DrVoice: Parallel Speech-Text Voice Conversation Model via Dual-Resolution Speech Representations
Chao-Hong Tan, Qian Chen, Wen Wang, Chong Deng, Qinglin Zhang, Luyao Cheng, Hai Yu, Xin Zhang, Xiang Lv, Tianyu Zhao, Chong Zhang, Yukun Ma, Yafeng Chen, Hui Wang, Jiaqing Liu, Xiangang Li, Jieping Ye
TL;DR
DrVoice tackles efficient end-to-end joint speech-text generation by introducing Dual-Resolution Speech Representations that downsample speech representations to a 5Hz LLM input rate via a grouping factor $k=5$. The model employs a Shared LLM Layer with a Text Head and a Speech Refined Head (SRH) to generate text and ungrouped speech tokens in parallel, guided by CoM reasoning and a two-stage Core-Cocktail training regime that preserves base LLM knowledge. The approach achieves state-of-the-art results on OpenAudioBench, VoiceBench, UltraEval-Audio, and Big Bench Audio in roughly 7B-parameter regimes, while reducing GPU hours by about 50% during training. Key findings show that CSE, SRH, and data curriculum (CoM-Mixing) are essential for balancing speech understanding and generation with text capabilities, and that data quality significantly influences real-world performance.
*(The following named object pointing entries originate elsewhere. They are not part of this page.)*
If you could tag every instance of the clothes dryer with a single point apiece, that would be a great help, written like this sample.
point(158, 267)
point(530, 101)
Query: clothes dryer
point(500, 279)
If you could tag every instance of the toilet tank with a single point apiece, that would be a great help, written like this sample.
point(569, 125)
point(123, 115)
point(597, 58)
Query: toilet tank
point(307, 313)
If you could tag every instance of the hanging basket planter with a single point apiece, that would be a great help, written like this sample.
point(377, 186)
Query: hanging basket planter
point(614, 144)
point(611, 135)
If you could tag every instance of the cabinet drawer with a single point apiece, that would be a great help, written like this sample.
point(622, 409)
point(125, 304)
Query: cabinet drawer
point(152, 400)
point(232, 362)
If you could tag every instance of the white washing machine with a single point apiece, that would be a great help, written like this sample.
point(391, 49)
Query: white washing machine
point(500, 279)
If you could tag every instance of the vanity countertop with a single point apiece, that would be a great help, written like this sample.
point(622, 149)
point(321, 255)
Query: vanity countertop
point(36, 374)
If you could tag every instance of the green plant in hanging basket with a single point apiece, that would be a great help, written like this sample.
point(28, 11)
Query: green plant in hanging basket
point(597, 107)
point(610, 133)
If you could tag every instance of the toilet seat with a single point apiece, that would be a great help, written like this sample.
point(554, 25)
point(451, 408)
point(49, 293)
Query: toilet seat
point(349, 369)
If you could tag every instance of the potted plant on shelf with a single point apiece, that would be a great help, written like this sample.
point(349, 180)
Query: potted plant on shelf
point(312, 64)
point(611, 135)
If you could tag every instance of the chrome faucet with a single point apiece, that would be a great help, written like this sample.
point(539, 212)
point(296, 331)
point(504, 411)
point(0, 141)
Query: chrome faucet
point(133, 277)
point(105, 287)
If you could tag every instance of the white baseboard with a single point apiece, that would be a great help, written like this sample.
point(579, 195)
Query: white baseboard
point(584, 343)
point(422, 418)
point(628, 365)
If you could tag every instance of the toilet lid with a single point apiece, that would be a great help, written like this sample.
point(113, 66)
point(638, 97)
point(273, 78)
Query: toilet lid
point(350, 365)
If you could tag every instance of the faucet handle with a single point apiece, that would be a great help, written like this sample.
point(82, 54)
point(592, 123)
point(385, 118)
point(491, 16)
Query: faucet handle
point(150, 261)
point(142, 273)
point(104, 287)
Overall, DrVoice advances open-source speech foundation modeling by delivering strong cross-modal coherence, efficiency, and scalability for practical voice conversation systems.
Abstract
Recent studies on end-to-end (E2E) speech generation with large language models (LLMs) have attracted significant community attention, with multiple works extending text-based LLMs to generate discrete speech tokens. Existing E2E approaches primarily fall into two categories: (1) Methods that generate discrete speech tokens independently without incorporating them into the LLM's autoregressive process, resulting in text generation being unaware of concurrent speech synthesis. (2) Models that generate interleaved or parallel speech-text tokens through joint autoregressive modeling, enabling mutual modality awareness during generation. This paper presents DrVoice, a parallel speech-text voice conversation model based on joint autoregressive modeling, featuring dual-resolution speech representations. Notably, while current methods utilize mainly 12.5Hz input audio representation, our proposed dual-resolution mechanism reduces the input frequency for the LLM to 5Hz, significantly reducing computational cost and alleviating the frequency discrepancy between speech and text tokens and in turn better exploiting LLMs' capabilities. Experimental results demonstrate that DrVoice-7B establishes new state-of-the-art (SOTA) on prominent speech benchmarks including OpenAudioBench, VoiceBench, UltraEval-Audio and Big Bench Audio, making it a leading open-source speech foundation model in ~7B models.